房門被慢慢推開,雖然發出的聲音很輕很輕,但閉著眼睛懶洋洋地靠在桶壁上的劉欣卻聽得清清楚楚。來到這個新的世界以後,劉欣的視力沒什麼變化,聽力卻變得越來越敏銳了,他甚至可以從來人輕盈的腳步聲中判斷出這是兩個纖弱的女人,如果他猜得不錯的話,進來的兩個人應該就是呂布的妻女了。
劉欣睜開雙眼,抬頭看時,果然一個婦人,年約二十多歲,著一身縞素羅裳,手裡牽著個七八歲的女娃兒,低了頭一步步挨將進來。不等她們來到近前,已經沉聲問道:「來的可是呂布的妻女?」
那婦人慌忙拉了一把身邊的女娃兒,一齊跪倒在地,叩首道:「賤妾正是呂布之妻嚴氏,應召帶著小女玲綺前來侍奉大人。」
嚴蕊此時還不知道呂布已死,直到黃琬找上門來,才得知長安城已經易主。生於亂世之中的女人是極其悲慘的,越是漂亮的女人越有可能成為那些競相爭奪的玩偶,身為呂布的妻子,這樣的場面她見得多了,因為呂布就經常將別人的妻妾搶回家來,肆意玩弄,卻沒有想到也有一天會輪到自己頭上。但是嚴蕊卻不敢不從,就算她自己要保全清白不怕死,可也不能不顧及年幼的女兒。

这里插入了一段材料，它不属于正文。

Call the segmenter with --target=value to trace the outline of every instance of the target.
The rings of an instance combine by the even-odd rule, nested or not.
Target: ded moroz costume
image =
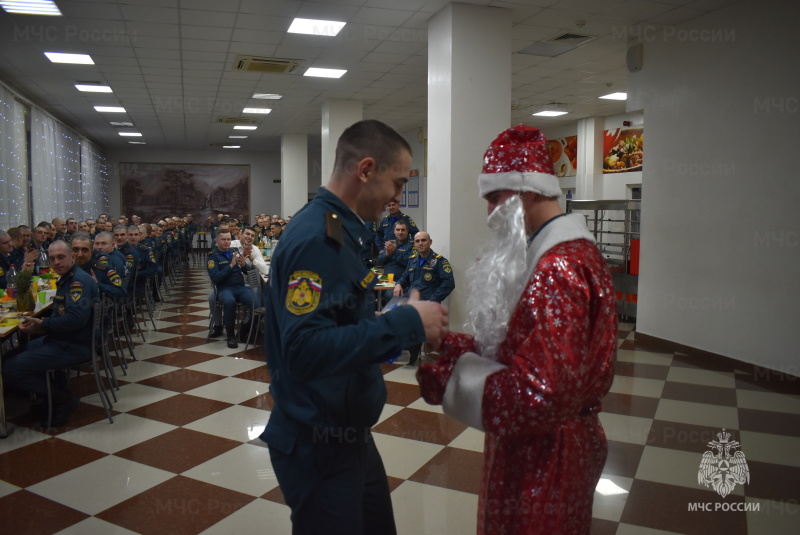
[[[524,125],[491,144],[479,186],[561,193],[544,137]],[[417,372],[422,395],[486,432],[479,534],[588,534],[617,342],[606,262],[579,215],[528,236],[517,195],[489,226],[497,238],[468,272],[475,335],[448,333],[442,358]]]

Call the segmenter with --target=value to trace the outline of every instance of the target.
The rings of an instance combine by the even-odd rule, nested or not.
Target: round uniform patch
[[[433,273],[426,273],[426,274],[424,274],[422,276],[422,278],[425,279],[426,281],[430,282],[431,279],[433,279]]]
[[[443,264],[442,269],[444,270],[445,273],[450,273],[451,271],[453,271],[453,268],[450,267],[450,264]]]
[[[108,280],[110,280],[111,284],[114,286],[122,286],[122,279],[119,277],[119,273],[113,269],[108,270]]]
[[[286,309],[295,316],[308,314],[319,305],[322,278],[313,271],[295,271],[289,277]]]
[[[208,269],[214,269],[214,266],[215,266],[214,261],[213,260],[209,260],[208,261]]]
[[[2,277],[2,276],[3,276],[3,275],[5,275],[5,274],[6,274],[6,272],[5,272],[5,271],[3,271],[3,268],[0,268],[0,277]]]

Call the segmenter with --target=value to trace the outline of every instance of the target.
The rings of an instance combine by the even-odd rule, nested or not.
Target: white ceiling
[[[624,29],[676,25],[740,0],[464,0],[512,11],[513,123],[556,125],[625,111],[598,100],[626,90]],[[400,131],[426,122],[427,23],[448,0],[56,0],[63,17],[0,10],[0,80],[106,147],[128,140],[109,121],[131,121],[142,150],[209,149],[229,141],[246,106],[272,107],[245,150],[275,150],[282,133],[319,135],[321,105],[359,99],[364,117]],[[288,34],[294,17],[347,25],[336,37]],[[580,26],[578,21],[583,21]],[[649,31],[649,30],[648,30]],[[556,58],[516,53],[565,32],[596,39]],[[51,63],[43,52],[90,54],[95,65]],[[293,74],[232,70],[238,54],[302,60]],[[307,67],[347,69],[340,79],[303,77]],[[113,94],[81,93],[77,81]],[[281,93],[279,101],[251,95]],[[570,113],[531,117],[551,102]],[[101,114],[95,105],[122,105]],[[209,150],[224,150],[214,148]]]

劉欣看了一眼跪在地上的嚴蕊,冷冷地說道:「嚴氏,你們母女兩個爬到近前來。」
嚴蕊聽到劉欣叫她們兩個爬過去而不是走過去,嬌軀不覺微微一顫,這分明是有意羞辱她們母女,不把她們當人看了。可是她更明白,自己現在已經別無選擇,只得悄悄拉了一把呂玲綺的衣甲,真的四肢著地,逕直向前爬到浴桶邊上。
劉欣伸出右手,中指輕輕佻起嚴蕊的下巴,不禁眼前一亮,只見她雲鬢黛眉,粉面朱唇,眼似秋水,鼻如瓊瑤,也算是個難得的美人兒。劉欣那隻手毫無顧忌地在嚴蕊的臉上撫摸起來,全然不顧呂玲綺還在一旁。

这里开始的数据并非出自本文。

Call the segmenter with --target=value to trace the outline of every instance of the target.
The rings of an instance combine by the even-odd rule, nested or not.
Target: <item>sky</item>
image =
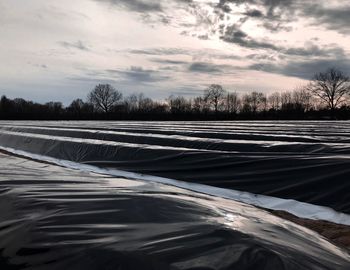
[[[350,73],[348,0],[0,0],[0,95],[292,90]]]

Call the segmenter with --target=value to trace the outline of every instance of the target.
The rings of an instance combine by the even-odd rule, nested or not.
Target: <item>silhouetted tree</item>
[[[187,113],[191,111],[191,102],[184,97],[171,95],[167,101],[171,113]]]
[[[62,102],[50,101],[50,102],[47,102],[45,106],[48,109],[48,113],[52,115],[60,115],[63,112]]]
[[[122,97],[110,84],[99,84],[89,93],[88,100],[97,111],[108,113]]]
[[[243,110],[245,113],[256,113],[266,109],[266,96],[261,92],[252,92],[243,97]]]
[[[72,103],[66,108],[67,112],[70,114],[73,114],[77,117],[81,116],[82,114],[91,113],[92,110],[88,109],[91,105],[85,103],[80,98],[77,98],[72,101]]]
[[[240,108],[241,100],[237,93],[228,93],[225,100],[226,111],[236,114]]]
[[[219,104],[223,100],[225,92],[219,84],[212,84],[204,91],[204,100],[214,106],[215,113],[218,112]]]
[[[299,87],[292,92],[293,104],[301,111],[308,111],[311,108],[311,94],[303,87]]]
[[[154,102],[152,99],[145,97],[144,94],[139,94],[138,96],[138,107],[139,112],[150,112],[153,110]]]
[[[281,93],[275,92],[268,96],[268,103],[272,110],[279,110],[281,108]]]
[[[306,88],[311,94],[320,98],[332,111],[344,104],[350,94],[350,78],[336,68],[315,74]]]
[[[124,99],[124,106],[128,113],[138,110],[138,96],[137,94],[131,94]]]
[[[281,93],[281,110],[288,110],[290,104],[292,104],[292,94],[290,92]]]
[[[2,96],[0,99],[0,112],[9,113],[13,108],[12,100],[8,99],[6,96]]]
[[[195,113],[208,113],[209,105],[203,97],[195,97],[192,100],[192,110]]]
[[[339,119],[350,119],[350,81],[342,72],[330,69],[315,75],[307,87],[276,92],[268,97],[261,92],[244,96],[226,92],[212,84],[204,95],[185,98],[170,96],[152,100],[144,94],[122,94],[109,84],[97,85],[88,102],[74,100],[68,107],[60,102],[34,103],[21,98],[0,98],[1,119],[138,119],[138,120],[213,120],[213,119],[324,119],[329,111]],[[318,98],[316,98],[318,97]],[[321,102],[323,105],[321,106]],[[269,109],[269,110],[268,110]],[[220,113],[219,113],[220,111]],[[102,113],[101,113],[102,112]],[[211,112],[215,112],[215,115]],[[103,114],[107,113],[107,114]]]

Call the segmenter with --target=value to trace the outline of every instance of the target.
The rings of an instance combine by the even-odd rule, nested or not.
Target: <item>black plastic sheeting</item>
[[[346,270],[350,256],[246,204],[0,154],[0,269]]]
[[[350,214],[350,122],[0,122],[0,146]]]

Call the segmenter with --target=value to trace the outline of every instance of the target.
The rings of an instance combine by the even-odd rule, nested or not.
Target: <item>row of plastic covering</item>
[[[346,270],[349,255],[261,209],[0,154],[0,268]]]
[[[0,125],[0,146],[350,214],[349,122]]]

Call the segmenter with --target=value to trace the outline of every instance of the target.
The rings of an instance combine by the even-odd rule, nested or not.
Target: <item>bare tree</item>
[[[138,95],[131,94],[124,99],[124,106],[128,113],[138,110]]]
[[[143,93],[138,95],[138,110],[139,112],[150,112],[154,109],[155,102],[146,97]]]
[[[285,110],[292,104],[292,94],[290,92],[281,93],[281,108]]]
[[[63,112],[62,102],[50,101],[50,102],[45,103],[45,106],[48,108],[50,113],[58,115],[58,114]]]
[[[241,105],[241,100],[239,99],[238,94],[235,93],[228,93],[226,95],[226,110],[229,113],[236,114],[239,110],[239,107]]]
[[[266,96],[261,92],[252,92],[243,96],[245,112],[256,113],[266,109]]]
[[[225,95],[224,88],[219,84],[212,84],[204,91],[204,99],[214,105],[215,113],[218,112],[218,107]]]
[[[299,107],[304,111],[310,110],[312,96],[304,87],[296,88],[292,93],[292,98],[294,106]]]
[[[207,113],[209,106],[203,97],[195,97],[192,101],[192,110],[196,113]]]
[[[306,88],[321,99],[332,112],[346,101],[350,94],[350,78],[336,68],[315,74]]]
[[[167,102],[172,113],[186,113],[191,111],[191,101],[182,96],[171,95],[167,98]]]
[[[72,103],[67,107],[67,111],[73,114],[80,114],[84,107],[84,101],[80,98],[77,98],[72,101]]]
[[[89,93],[88,100],[98,111],[108,113],[122,97],[110,84],[99,84]]]
[[[268,103],[272,110],[279,110],[281,108],[281,94],[279,92],[270,94],[268,96]]]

雖說劉欣已經半年多沒有近過女色,但他現在這樣做卻絕對沒有半分洩慾的意思,而只是為了報復呂布。瞄了一眼剛剛爬過來的呂玲綺,劉欣仍然面無表情地說道:「你們都起來吧。嚴氏,過來幫我搓搓背。玲綺,你在一旁學著點。」
嚴蕊今天過來的時候已經知道難保清白,卻沒想到劉欣竟然要當著她女兒的面做那些事兒,一張粉臉頓時漲得通紅。雖然呂布在家中行事從來不避著女兒,可是劉欣畢竟不是她的丈夫,這樣做叫她情何以堪。
就在她愣神的功夫,劉欣已經冷哼了一聲。嚴蕊不敢再有絲毫猶豫,只得勉強站起身來,拿起放在浴桶旁邊的汗巾和皂角,幫著劉欣擦洗起身子來。這些活兒對於嚴蕊來說並不是什麼難事,她在家中也常常要幫呂布搓澡,只是眼前換了個男人而已。偏偏眼前這個陌生男人還握著她的生殺大權,可以隨時取走她和女兒的兩條性命,儘管嚴蕊有著滿腹的不情願,卻也只能含羞忍恥。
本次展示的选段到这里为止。